The National Archives NDAD
Print page Close window
 

Help

Regular expressions

 
Help Glossary Frequently asked questions Contact us Site map  

Regular expressions are powerful tools which allow you to filter data more effectively than most of the other comparators you can use in queries. Their power does have some drawbacks - they can be difficult to understand and difficult to construct. However, these problems can be overcome by building up complex queries from simple examples. The other drawback of regular expressions is that they are potentially expensive in computing time to evaluate. It's quite possible to construct queries using regular expressions which may take many minutes or even hours to complete. The notes below give some guidance as to how to avoid these extremes. In general, however, you should only use regular expressions when you need them. If it's possible to achieve what you want using a simple comparison operator, it's nearly always better to do so.

Regular expressions are often referred to as REs in the literature which defines them, and this abbreviation will be used in the documentation which follows. They grew out of a branch of computing science which deals with the discovery and characterisation of patterns. An RE defines a pattern of interest to you; the query then shows you which records contain fields which match that pattern. Patterns are built up from a number of very basic types. These can then be combined to form more complex patterns, to an arbitrary degree of complexity.

If you are already familiar with the concept of regular expressions, you'll probably find it most useful to jump straight to the  quick reference section which gives specific details on NDAD's implementation. Otherwise, the examples following are the best place to start.

Examples

The simplest pattern is simply a string of ordinary characters, which stands for itself. Thus, the query

County MATCHES devon

has exactly the same effect as

County = devon

We can combine patterns using | which means that at least one of the component patterns must match. Hence

County MATCHES "(devon)|(cornwall)"
is the same as 
County = devon OR County = cornwall

Note that we had to put the RE in quotes. Almost all REs contain punctuation characters which mean that the quotes are necessary to tell the system where the RE begins and ends. For safety's sake, always put any RE in quote marks like this when using advanced queries. The quotes should not be used, though, in simple queries: the system automatically supplies quotes around all values when you use simple queries.

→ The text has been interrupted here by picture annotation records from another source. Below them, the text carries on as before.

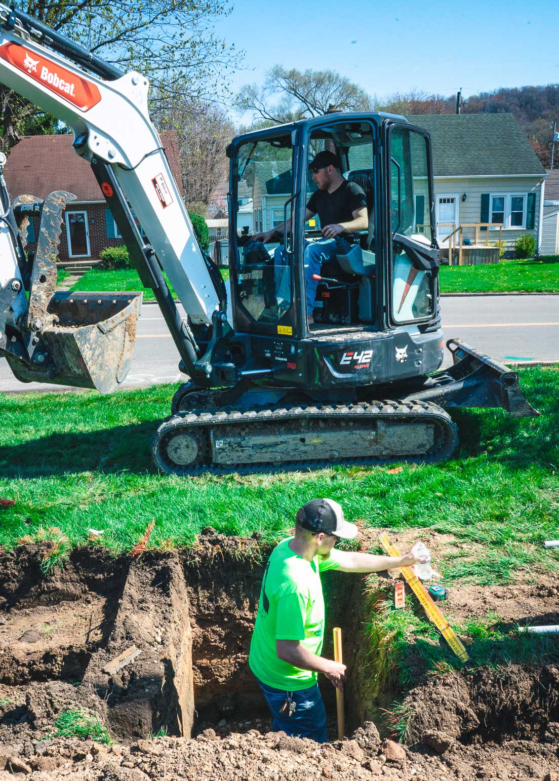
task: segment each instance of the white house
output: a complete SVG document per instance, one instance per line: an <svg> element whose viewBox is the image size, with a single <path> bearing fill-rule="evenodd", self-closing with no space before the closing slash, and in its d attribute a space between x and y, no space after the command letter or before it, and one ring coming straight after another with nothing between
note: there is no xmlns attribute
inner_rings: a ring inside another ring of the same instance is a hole
<svg viewBox="0 0 559 781"><path fill-rule="evenodd" d="M427 130L433 141L440 241L452 225L498 223L507 249L526 232L539 247L546 172L512 114L416 114L407 119ZM485 241L486 230L479 230L479 241L481 235ZM465 228L464 237L473 240L475 229ZM490 241L498 238L498 230L491 229Z"/></svg>
<svg viewBox="0 0 559 781"><path fill-rule="evenodd" d="M543 219L542 220L542 255L559 255L559 170L547 171Z"/></svg>

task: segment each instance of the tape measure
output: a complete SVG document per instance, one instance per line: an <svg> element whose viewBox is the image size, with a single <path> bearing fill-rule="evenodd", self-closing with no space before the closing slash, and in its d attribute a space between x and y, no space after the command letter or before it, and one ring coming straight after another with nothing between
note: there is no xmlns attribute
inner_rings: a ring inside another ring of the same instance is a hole
<svg viewBox="0 0 559 781"><path fill-rule="evenodd" d="M401 556L397 547L386 533L380 535L379 542L390 556ZM468 662L468 651L458 640L456 633L445 619L442 611L437 608L431 597L427 594L427 590L421 580L414 575L410 567L400 567L400 572L423 605L428 617L435 624L452 651L462 662Z"/></svg>

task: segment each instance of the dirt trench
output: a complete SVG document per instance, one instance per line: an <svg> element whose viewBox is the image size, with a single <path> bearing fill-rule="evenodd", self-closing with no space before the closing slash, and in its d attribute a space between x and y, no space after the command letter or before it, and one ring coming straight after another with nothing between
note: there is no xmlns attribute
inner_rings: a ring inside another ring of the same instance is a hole
<svg viewBox="0 0 559 781"><path fill-rule="evenodd" d="M389 577L378 578L372 590L361 576L324 578L324 652L331 654L331 629L340 626L351 671L346 734L352 739L335 742L334 692L326 682L334 742L318 749L269 733L247 665L269 552L258 540L207 529L188 551L113 559L98 549L80 549L46 576L45 552L44 545L30 545L0 558L0 781L3 767L14 772L14 758L28 769L22 772L55 773L45 779L73 777L74 771L77 779L134 781L162 775L290 781L333 774L399 781L441 774L557 777L550 775L559 773L554 664L418 676L403 701L409 745L386 743L393 736L383 709L401 693L383 664L386 648L371 648L367 626L377 603L391 593ZM549 593L542 597L549 609ZM140 651L133 661L107 672L133 647ZM80 708L94 714L118 744L54 740L59 715ZM169 736L154 738L158 734ZM198 769L190 776L192 769ZM142 775L130 775L137 769Z"/></svg>

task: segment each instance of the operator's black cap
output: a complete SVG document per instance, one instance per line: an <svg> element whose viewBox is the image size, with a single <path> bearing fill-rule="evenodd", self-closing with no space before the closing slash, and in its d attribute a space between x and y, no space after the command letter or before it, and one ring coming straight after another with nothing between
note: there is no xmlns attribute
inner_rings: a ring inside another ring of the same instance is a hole
<svg viewBox="0 0 559 781"><path fill-rule="evenodd" d="M329 152L327 149L319 152L315 157L315 159L308 164L310 169L326 168L326 166L333 166L334 168L340 168L340 161L337 157L333 152Z"/></svg>
<svg viewBox="0 0 559 781"><path fill-rule="evenodd" d="M312 499L297 510L297 519L303 529L315 534L326 532L343 540L357 537L357 526L346 521L344 510L333 499Z"/></svg>

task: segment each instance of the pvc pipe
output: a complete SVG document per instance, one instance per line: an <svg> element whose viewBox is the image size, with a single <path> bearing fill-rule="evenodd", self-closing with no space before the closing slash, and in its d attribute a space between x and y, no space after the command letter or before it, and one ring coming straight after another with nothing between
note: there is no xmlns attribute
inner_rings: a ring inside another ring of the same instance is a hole
<svg viewBox="0 0 559 781"><path fill-rule="evenodd" d="M559 624L549 626L519 626L518 632L532 632L534 634L559 634Z"/></svg>
<svg viewBox="0 0 559 781"><path fill-rule="evenodd" d="M334 662L343 664L342 656L342 630L336 626L334 630ZM336 705L338 711L338 740L344 740L344 689L336 686Z"/></svg>

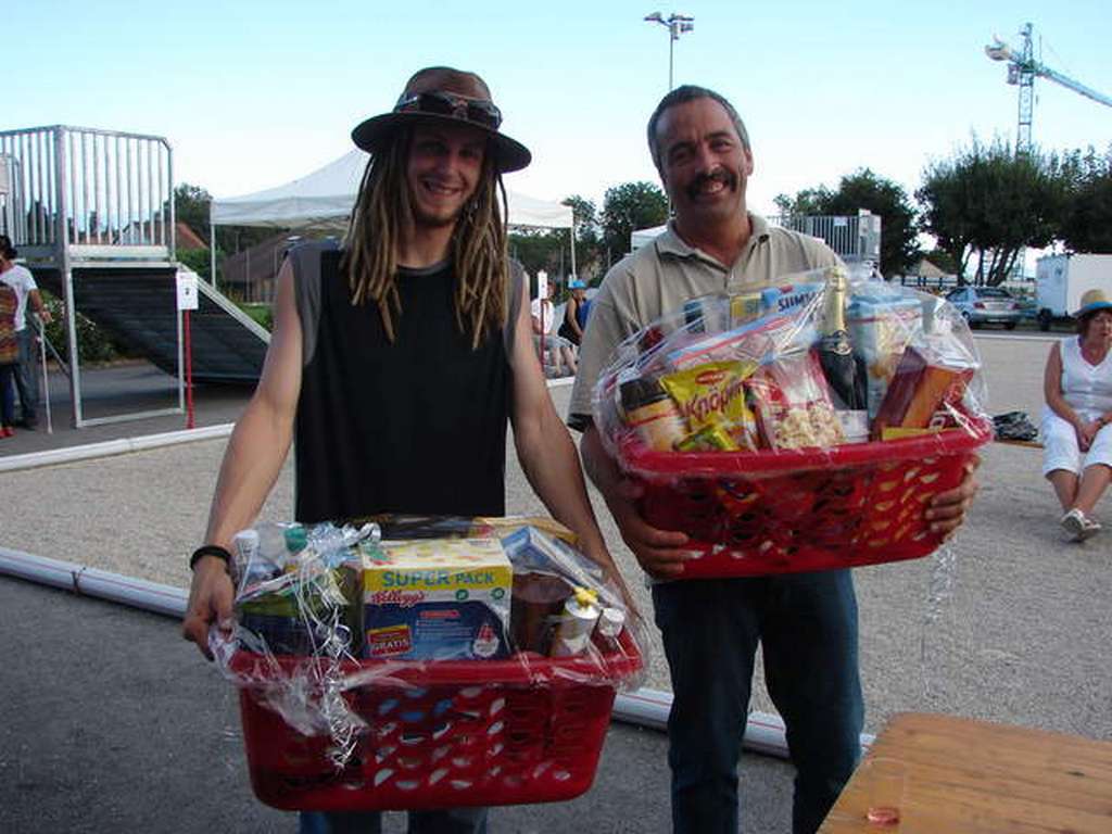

Parentheses are used to group parts of a pattern together, making one compound pattern. A simple example is:

Network MATCHES "(inter|intra)net"

which matches either of the words internet or intranet. The parentheses simply separate the word net from the preceding part of the pattern. This example also shows that you can combine patterns simply by putting them next to each other. The result is a pattern in which the first part matches the beginning of the field, the next part matches the next part of the field, and so on.

Wildcards and repeats

Certain characters have a special meaning in patterns. It is these that give patterns their real power. The simplest is the dot, . . This stands for any single character. Thus,

Region MATCHES "N."

finds any record where the field Region contains exactly two characters, the first of which is the letter n. (It doesn't matter if N is upper or lowercase - they are treated as equivalent. In the rest of these examples, we'll assume this case-insensitivity is taken for granted.)

Another useful character is the asterisk, *. This tells the system to match an arbitrary number of occurrences of the pattern which precedes it. If it follows a single character, it matches any number of occurrences of that single character. "Any number" includes 0. The following two examples may make this clearer:

Region MATCHES "N*" 
Region MATCHES "N.*"

The first example matches any field which is composed entirely of the letterN or which is empty (since this is 0 occurrences of the letter N.) It won't match any field which contains any characters other than n or N. The second example finds any field whose first letter is N or n. The first N stands for itself, and the .* stands for any number of occurrences of any character - hence, the whole pattern means "N followed by anything, including N followed by nothing."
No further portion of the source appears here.